Smokey’s Simple Guide To Search Engine Alternatives

This post was inspired by the surge in people mentioning the new Kagi Search engine on various Lemmy comments. I happen to be somewhat knowledgeable on the topic and wanted to tell everyone about some other alternative search engines available to them, as well as the difference between meta-search engines and true search engines. This guide was written with the average person in mind, I have done my best to avoid technical jargon and speak plainly in a way most should be able to understand without a background in IT.

Understanding Search Engines Vs. Meta-Search Engines

There are many alternative search engines floating around that people use, however most of them are meta search engines. Meaning that they are a kind of search result reseller, middle men to true search engines. They query the big engines for you and aggregate their results.

Examples of Meta-search engines:

Format: Meta Search Engine / Sourced True Engines (and a hyperlink to where I found that info)

Duckduckgo / Bing has some web crawling of it own but mostly relies on Bing

Ecosia / Bing + Google a portion of profit goes to tree planting

Kagi / Google, Mojeek, Yandex, Marginalia, Requires email signup, 10$/month for unlimited searches

SearXNG / Too many to list, basically all of them, configurable, Free & Open Source Software AGPL-3.0

Startpage / Google + Bing

4get / Google, Bing, Yandex, Mojeek, Marginalia, Wiby Open source software made by one person as an alternative to SearX

Swisscows / Bing

Qwant / Bing Relied on Bing most of its life but in 2019 started making moves to build up its own web crawlers and infrastructure putting it in a unique transitioning phase.

True Search Engines & The Realities Of Web-Crawling

As you can see, the vast majority of alternative search engines rely on some combination of Google and Bing. The reason for this is that the technology which powers search engines, web-crawling and indexing, are extremely computationally heavy, non-trivial things.

Powering a search engine requires costly enterprise computers. The more popular the service (as in the more people connecting to and using it per second) the more internet bandwidth and processing power is needed. It takes a lot of money to pay for power, maintenance, and development/security. At the scales of google and Bing who serve many millions of visitors each second, huge warehouses full of specialized computers known as data centers are needed.

This is a big financial ask for most companies interested in making a profit out of the gate, they determine its worth just paying Google and Bing for access to their enormous pre-existing infrastructure without the headaches of dealing with maintenance and security risk.

True Search engines

True search engines are honest search engines which are powered by their own internally owned and operated web-crawlers, indexers, and everything else that goes into making a search engine under the hood. They tend to be owned by big tech companies with the financial resources to afford huge arrays of computers to process and store all that information for millions of active users each second. The last two entries are unique exceptions we will discuss later.

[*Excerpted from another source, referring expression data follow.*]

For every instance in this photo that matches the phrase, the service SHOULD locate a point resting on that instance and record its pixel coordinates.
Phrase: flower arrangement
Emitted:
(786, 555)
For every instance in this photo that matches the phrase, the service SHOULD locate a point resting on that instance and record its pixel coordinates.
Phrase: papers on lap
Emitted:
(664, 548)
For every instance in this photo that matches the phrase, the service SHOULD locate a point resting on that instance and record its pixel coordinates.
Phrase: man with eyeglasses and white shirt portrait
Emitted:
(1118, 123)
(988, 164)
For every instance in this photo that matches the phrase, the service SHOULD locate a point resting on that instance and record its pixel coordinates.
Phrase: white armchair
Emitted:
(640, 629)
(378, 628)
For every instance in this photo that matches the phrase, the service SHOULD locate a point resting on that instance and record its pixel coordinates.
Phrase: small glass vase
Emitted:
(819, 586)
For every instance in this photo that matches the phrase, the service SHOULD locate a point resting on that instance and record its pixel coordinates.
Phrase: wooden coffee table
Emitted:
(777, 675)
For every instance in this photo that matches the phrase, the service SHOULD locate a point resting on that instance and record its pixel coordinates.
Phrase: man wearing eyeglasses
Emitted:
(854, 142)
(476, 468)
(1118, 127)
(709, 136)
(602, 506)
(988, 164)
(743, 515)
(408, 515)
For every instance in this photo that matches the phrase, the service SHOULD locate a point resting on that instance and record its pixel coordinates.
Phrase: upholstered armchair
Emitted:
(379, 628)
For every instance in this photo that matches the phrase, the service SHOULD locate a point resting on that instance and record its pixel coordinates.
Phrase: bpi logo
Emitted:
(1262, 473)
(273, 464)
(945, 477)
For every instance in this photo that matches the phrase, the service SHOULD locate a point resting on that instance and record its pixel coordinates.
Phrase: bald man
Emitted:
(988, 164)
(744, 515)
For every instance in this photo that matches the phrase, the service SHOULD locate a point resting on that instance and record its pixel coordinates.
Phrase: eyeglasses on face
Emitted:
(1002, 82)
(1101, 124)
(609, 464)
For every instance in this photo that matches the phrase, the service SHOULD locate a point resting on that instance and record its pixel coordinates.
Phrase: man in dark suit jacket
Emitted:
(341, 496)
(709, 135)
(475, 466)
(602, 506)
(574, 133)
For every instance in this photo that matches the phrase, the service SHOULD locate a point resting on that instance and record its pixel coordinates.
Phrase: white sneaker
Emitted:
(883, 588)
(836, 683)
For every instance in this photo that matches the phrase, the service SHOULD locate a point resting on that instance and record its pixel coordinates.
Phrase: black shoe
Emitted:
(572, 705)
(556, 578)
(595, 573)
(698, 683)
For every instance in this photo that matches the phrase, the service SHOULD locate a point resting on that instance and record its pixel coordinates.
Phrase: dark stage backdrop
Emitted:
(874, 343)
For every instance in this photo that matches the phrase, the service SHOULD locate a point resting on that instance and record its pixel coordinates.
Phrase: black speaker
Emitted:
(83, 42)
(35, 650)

Examples of True Search Engines:

Bing / Owned by Microsoft

Google / Owned by Google/Alphabet

Mojeek / Owned by Mojeek .LTD

Yandex / Owned by Yandex .INC

YaCy / Free & Open Source Software GPL-2.0, powered by peer to peer technology, created by Michael Christen,

Marginalia Search / Free & Open Source Software AGPL-3.0, developed by Marginalia/ Martin Rue

How Can Search Engines Be Free?

You may be wondering how any service can remain free if it needs to make a profit. Well, that is where altruistic computer hobbyist come in. The internet allows for knowledgeable tech savvy individuals to host their own public services on their own hardware capable of serving many thousands of visitors per second.

The financially well off hobbyist eats the very small hosting cost out of pocket. A thousand hobbyist running the same service all over the world allows the load to be distributed evenly and for people to choose the closest instances geographically for fastest connection speed. Users of these free public services are encouraged to donate directly to the individual operators if they can.

An important take away is that services don’t need to make a profit if they aren’t a product to a business. Sometimes people are happy to sacrifice a bit of their own resources for the betterment of thousands of others.

Companies that live and die by profit margins have to concern themselves with the choice of owning their own massive computer infrastructures or renting lots of access to someone elses. You and I just have to pay a few extra cents on an electric bill that month for a spare computer sitting in the basement running a public service + some time investment to get it all set up.

As Lemmy users, you should at least vaguely understand the power of a decentralized service spread out among many individually operated/maintained instances that can cooperate with each other. The benefit of spreading users across multiple instances helps prevent any one of them from exceeding the free/cheap allotment of API calls in the case of meta-search engines like SearXNG or being rate limited like 3rd party YouTube scrapers such as Invidious and Piped.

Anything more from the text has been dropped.